Google Safe Browsing Implementation Requirements

Jun 22, 2007 at 7:07 AM
Edited Jun 22, 2007 at 7:08 AM
Copy/Pasted from private email discussion with Thommi and Phil:

Here is a list of requirements that I could create from the specs:
  • A local data format to store list data. We can use a simple text format very similar to what Google returns from API and also can use an XML format which helps us to work with local data easier. Though I prefer XML format because helps us to organize list items based on versions and add/remove them easier. Any thoughts?
  • A local client factory class to get data from services. There is already a client in Subkismet but it supports POST requests. We can extend it for GET requests.
  • A good local synchronizer class which synchronizes local data with latest list updates on server. It should also be smart enough to manage the intervals for update requests as described by Google specs.
  • A class which performs lookups based on Google recommendations and string manipulations.
  • A class to perform RFC2396 canonicalization. I and Thommi had some discussions about this and he sent me some useful links. I still couldn’t find a good built-in solution for this in .NET framework (because some comments from MSFTs on Uri methods spec on MSDN say that these methods don’t work fine for all characters).

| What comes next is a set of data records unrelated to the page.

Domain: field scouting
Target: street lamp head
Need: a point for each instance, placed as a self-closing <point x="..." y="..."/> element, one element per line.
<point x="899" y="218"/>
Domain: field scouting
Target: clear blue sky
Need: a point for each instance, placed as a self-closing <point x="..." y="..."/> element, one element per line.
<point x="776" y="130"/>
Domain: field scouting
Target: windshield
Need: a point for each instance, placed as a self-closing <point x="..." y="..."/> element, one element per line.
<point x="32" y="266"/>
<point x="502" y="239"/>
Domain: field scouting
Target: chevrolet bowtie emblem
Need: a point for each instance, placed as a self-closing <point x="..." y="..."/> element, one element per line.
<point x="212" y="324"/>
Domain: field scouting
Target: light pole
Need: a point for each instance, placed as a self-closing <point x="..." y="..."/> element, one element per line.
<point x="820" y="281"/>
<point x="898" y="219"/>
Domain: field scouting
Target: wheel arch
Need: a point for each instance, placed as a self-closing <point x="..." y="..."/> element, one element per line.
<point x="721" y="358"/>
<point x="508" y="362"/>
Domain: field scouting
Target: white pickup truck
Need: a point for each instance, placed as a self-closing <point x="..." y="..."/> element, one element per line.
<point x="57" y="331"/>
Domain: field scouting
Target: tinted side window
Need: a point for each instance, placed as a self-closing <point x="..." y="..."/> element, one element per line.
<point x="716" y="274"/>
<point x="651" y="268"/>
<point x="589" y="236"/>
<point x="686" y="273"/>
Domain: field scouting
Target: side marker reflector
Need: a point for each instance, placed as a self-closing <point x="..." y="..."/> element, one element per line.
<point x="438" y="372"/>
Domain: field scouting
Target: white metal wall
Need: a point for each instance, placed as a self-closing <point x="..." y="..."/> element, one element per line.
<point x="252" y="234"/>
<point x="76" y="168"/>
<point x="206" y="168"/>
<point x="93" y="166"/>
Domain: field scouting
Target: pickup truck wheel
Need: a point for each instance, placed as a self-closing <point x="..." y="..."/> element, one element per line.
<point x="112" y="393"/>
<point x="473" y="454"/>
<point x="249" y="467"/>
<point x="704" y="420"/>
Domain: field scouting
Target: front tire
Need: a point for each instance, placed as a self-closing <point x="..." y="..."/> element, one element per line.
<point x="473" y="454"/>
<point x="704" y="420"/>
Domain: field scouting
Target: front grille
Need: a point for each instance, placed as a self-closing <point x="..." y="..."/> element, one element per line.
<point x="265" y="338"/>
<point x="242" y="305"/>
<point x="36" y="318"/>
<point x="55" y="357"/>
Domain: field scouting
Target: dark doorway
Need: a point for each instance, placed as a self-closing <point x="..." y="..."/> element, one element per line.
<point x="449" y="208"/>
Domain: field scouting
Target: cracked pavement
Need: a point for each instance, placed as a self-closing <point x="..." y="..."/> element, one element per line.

It also seems that there isn’t any third party component for this purpose. Probably we have to go ahead and investigate a new working component for this purpose with an open license in a separate project and use it in Subkismet. Any hints on this?
Jun 22, 2007 at 7:30 AM
Regarding the local data format, let’s consider a provider model for that, since some users won’t have the ability to write to a file and will want to write to a table (even if it’s just a table with only one column and one row that gets overwritten). If the choices is between a simple text format and XML, I choose whichever is easier to program against and will be more robust for us.

RFC2396 canonicalization sounds like a pain. I thought this was something that will be solved in .NET 3.0, but of course we can’t rely on that. We live in the here and now, not in the future. ;) Can we do a simple “good enough” implementation based off the Uri class? Otherwise we can blog about it and see if someone has one up their sleeve already.
Jun 22, 2007 at 7:50 AM
A provider model makes sense, since Subkismet is still a framework. Integrating this library into a real application would require to implement a decent persistence service, but we could provide at least a plain vanilla provider leveraging an XML File provider or SQL db.

The link [1] I sent to Keyvan points to an article on the Mozilla dev site. Among other things it describes how they canonicalize URLs. Dunno if we need a full-featured RFC2396-compliant component, or just fiddle around with simple string manipulation plus some regex as described in that article.